My pyROOT analysis code is using huge amounts of memory. I have reduced the problem to the example code below:
from ROOT import TChain, TH1D
# Load file, chain
chain = TChain("someChain")
inFile = "someFile.root"
chain.Add(inFile)
nentries = chain.GetEntries()
# Declare histograms
h_nTracks = TH1D("h_nTracks", "h_nTracks", 16, -0.5, 15.5)
h_E = TH1D("h_E","h_E",100,-0.1,6.0)
h_p = TH1D("h_p", "h_p", 100, -0.1, 6.0)
h_ECLEnergy = TH1D("h_ECLEnergy","h_ECLEnergy",100,-0.1,14.0)
# Loop over entries
for jentry in range(nentries):
# Load entry
entry = chain.GetEntry(jentry)
# Define variables
cands = chain.__ncandidates__
nTracks = chain.nTracks
E = chain.useCMSFrame__boE__bc
p = chain.useCMSFrame__bop__bc
ECLEnergy = chain.useCMSFrame__boECLEnergy__bc
# Fill histos
h_nTracks.Fill(nTracks)
h_ECLEnergy.Fill(ECLEnergy)
for cand in range(cands):
h_E.Fill(E[cand])
h_p.Fill(p[cand])
where someFile.root is a root file with 700,000 entries and multiple particle candidates per entry.

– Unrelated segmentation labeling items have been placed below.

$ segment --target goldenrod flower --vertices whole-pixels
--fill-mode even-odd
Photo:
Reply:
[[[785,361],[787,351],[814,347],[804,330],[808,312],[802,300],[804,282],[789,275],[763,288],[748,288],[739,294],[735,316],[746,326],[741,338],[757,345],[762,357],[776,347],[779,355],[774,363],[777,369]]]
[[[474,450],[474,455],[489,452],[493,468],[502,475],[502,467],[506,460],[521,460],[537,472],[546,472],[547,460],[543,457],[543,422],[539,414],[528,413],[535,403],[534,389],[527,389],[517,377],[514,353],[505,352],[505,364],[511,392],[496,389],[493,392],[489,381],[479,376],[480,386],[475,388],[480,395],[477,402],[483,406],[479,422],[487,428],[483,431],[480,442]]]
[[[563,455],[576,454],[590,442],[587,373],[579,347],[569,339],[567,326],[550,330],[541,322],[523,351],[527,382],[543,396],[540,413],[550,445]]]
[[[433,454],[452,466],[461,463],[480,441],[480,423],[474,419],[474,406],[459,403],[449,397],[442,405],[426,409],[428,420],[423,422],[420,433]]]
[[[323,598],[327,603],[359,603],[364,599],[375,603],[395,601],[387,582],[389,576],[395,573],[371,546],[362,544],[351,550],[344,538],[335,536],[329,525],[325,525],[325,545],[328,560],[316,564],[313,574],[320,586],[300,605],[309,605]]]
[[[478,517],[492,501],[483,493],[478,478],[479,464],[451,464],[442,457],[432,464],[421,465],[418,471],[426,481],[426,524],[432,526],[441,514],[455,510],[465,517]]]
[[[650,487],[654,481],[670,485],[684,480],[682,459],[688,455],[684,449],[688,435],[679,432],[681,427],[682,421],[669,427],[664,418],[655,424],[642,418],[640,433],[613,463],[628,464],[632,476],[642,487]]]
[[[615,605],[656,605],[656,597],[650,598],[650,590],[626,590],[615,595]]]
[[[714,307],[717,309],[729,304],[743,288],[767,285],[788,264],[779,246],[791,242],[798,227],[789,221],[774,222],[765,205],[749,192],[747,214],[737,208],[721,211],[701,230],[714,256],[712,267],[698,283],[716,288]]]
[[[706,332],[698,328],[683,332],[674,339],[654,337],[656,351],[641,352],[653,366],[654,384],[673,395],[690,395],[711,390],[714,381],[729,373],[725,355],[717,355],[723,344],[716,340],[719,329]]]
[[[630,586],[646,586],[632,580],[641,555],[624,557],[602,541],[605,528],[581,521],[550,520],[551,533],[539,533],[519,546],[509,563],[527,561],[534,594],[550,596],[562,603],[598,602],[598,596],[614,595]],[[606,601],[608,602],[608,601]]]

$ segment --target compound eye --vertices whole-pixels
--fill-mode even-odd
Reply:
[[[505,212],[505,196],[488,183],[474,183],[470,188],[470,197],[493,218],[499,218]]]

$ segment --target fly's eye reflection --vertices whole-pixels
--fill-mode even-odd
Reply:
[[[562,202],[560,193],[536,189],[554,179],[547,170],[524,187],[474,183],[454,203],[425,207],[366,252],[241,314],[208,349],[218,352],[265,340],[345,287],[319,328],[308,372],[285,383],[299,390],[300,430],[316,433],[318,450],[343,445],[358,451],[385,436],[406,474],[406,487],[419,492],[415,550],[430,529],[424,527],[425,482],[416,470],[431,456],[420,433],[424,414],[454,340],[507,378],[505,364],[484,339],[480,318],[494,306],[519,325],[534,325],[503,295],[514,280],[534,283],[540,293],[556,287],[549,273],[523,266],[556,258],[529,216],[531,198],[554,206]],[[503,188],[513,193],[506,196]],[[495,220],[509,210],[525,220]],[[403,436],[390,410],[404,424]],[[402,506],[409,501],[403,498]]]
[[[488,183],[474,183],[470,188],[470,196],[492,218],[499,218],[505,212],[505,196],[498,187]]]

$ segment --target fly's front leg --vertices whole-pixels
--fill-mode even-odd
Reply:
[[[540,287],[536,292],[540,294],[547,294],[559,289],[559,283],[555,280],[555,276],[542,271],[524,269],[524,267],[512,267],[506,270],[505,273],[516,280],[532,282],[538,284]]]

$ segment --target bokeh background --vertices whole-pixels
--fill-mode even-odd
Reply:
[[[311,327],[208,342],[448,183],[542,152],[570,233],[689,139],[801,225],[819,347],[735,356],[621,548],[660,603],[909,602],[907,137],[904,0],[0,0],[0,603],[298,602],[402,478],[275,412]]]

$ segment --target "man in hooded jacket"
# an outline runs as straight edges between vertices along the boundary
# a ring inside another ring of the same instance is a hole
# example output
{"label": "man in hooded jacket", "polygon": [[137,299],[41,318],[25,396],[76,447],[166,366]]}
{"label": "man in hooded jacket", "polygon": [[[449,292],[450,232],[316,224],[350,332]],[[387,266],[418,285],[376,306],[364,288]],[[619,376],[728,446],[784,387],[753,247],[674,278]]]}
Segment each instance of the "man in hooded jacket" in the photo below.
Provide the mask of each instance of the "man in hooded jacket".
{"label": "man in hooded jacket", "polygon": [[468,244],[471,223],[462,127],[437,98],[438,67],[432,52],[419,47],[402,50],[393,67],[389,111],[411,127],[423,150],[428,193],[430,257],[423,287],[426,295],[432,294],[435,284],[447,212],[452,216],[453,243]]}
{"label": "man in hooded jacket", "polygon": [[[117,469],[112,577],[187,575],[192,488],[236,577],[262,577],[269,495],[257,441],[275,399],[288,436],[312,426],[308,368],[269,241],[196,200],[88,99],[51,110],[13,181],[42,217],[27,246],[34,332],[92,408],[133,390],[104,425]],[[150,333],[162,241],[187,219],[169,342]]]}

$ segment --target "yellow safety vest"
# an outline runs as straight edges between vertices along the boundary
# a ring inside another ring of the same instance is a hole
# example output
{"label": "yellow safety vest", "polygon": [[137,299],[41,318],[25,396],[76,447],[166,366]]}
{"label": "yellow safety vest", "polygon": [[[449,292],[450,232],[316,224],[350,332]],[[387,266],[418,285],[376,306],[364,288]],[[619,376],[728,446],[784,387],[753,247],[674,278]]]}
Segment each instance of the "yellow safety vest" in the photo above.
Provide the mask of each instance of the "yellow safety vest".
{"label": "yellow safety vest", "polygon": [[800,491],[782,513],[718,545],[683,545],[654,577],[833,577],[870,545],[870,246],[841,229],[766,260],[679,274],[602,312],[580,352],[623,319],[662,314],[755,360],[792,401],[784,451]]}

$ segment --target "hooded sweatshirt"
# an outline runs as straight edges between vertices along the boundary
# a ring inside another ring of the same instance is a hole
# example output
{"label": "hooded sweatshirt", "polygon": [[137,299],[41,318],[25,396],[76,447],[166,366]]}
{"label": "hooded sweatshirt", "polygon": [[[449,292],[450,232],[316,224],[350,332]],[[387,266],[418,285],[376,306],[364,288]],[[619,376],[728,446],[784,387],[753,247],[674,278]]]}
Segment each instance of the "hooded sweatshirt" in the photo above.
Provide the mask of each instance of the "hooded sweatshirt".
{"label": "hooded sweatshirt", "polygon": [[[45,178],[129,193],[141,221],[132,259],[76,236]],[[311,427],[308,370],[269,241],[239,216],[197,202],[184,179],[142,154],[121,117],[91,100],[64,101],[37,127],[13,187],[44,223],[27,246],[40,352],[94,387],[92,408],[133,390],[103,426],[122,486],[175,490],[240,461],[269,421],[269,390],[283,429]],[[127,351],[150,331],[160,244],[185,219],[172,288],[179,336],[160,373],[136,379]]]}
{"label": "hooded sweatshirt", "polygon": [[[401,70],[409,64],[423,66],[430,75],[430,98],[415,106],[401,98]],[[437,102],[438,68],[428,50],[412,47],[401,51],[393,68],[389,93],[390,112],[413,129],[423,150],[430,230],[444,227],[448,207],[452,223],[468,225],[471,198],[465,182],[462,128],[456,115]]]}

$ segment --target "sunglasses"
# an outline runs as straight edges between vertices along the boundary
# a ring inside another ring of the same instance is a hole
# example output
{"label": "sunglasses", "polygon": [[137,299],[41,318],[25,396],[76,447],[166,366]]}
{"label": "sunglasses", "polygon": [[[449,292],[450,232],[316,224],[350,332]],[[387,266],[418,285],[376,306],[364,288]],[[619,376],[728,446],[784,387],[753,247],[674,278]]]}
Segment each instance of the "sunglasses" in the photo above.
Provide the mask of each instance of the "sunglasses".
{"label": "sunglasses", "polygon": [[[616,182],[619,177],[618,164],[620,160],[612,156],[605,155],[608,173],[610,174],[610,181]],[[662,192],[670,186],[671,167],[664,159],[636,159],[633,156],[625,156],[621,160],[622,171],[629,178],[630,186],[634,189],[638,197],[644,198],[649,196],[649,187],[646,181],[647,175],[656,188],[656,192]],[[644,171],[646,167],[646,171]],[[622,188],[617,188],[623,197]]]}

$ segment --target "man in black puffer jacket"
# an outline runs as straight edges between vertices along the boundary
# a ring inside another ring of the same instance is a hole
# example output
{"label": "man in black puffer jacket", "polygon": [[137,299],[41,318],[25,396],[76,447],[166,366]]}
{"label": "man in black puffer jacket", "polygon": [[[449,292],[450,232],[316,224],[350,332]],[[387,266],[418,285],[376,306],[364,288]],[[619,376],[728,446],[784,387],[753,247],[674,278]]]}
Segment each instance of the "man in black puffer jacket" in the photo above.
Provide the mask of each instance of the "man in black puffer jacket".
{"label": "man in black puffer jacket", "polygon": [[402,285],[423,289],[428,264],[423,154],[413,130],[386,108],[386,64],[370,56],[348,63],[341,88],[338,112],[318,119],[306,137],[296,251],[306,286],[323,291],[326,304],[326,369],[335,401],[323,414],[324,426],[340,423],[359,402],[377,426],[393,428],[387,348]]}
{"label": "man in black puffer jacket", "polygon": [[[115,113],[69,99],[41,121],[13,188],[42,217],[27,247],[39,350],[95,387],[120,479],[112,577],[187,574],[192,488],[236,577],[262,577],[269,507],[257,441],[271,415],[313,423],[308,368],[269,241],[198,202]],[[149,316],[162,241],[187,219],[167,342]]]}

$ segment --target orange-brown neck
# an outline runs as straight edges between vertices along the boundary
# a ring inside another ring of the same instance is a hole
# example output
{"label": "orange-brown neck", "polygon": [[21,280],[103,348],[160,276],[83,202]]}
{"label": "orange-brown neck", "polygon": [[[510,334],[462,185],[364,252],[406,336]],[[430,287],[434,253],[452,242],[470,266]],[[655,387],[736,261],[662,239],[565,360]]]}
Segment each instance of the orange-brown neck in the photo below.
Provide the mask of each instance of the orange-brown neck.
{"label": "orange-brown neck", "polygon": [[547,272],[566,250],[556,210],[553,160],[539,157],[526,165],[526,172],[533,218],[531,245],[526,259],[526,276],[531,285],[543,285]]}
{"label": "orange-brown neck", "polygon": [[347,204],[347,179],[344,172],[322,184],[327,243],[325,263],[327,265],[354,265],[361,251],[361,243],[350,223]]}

When I run this script it uses ~600 MB of memory. If I remove the line
h_p.Fill(p[cand])
it uses ~400 MB.
If I also remove the line
h_E.Fill(E[cand])
it uses ~150 MB.
If I also remove the lines
h_nTracks.Fill(nTracks)
h_ECLEnergy.Fill(ECLEnergy)
there is no further reduction in memory usage.
It seems that for every extra histogram that I fill of the form
h_variable.Fill(variable[cand])
(i.e. histograms that are filled once per candidate per entry, as opposed to histograms that are just filled once per entry) I use an extra ~200 MB of memory. This becomes a serious problem when I have 10 or more histograms because I am using GBs of memory and I am exceeding the limits of my computing system. Does anybody have a solution?
Update: I think this is a python3 problem.
If I take the script in my original post (above) and run it using python2 the memory usage is ~200 MB, compared to ~600 MB with python3. Even if I try to replicate Problem 2 by using the long variable names, the job still only uses ~200 MB of memory with python2, compared to ~1.3 GB with python3.
During my Googling I came across a few other accounts of people encountering memory leaks when using pyROOT with python3. It seems this is still an issue as of Python 3.6.2 and ROOT 6.08/06, and that for the moment you must use python2 if you want to use pyROOT.
So, using python2 appears to be my "solution" for now, but it's not ideal. If anybody has any further information or suggestions I'd be grateful to hear from you!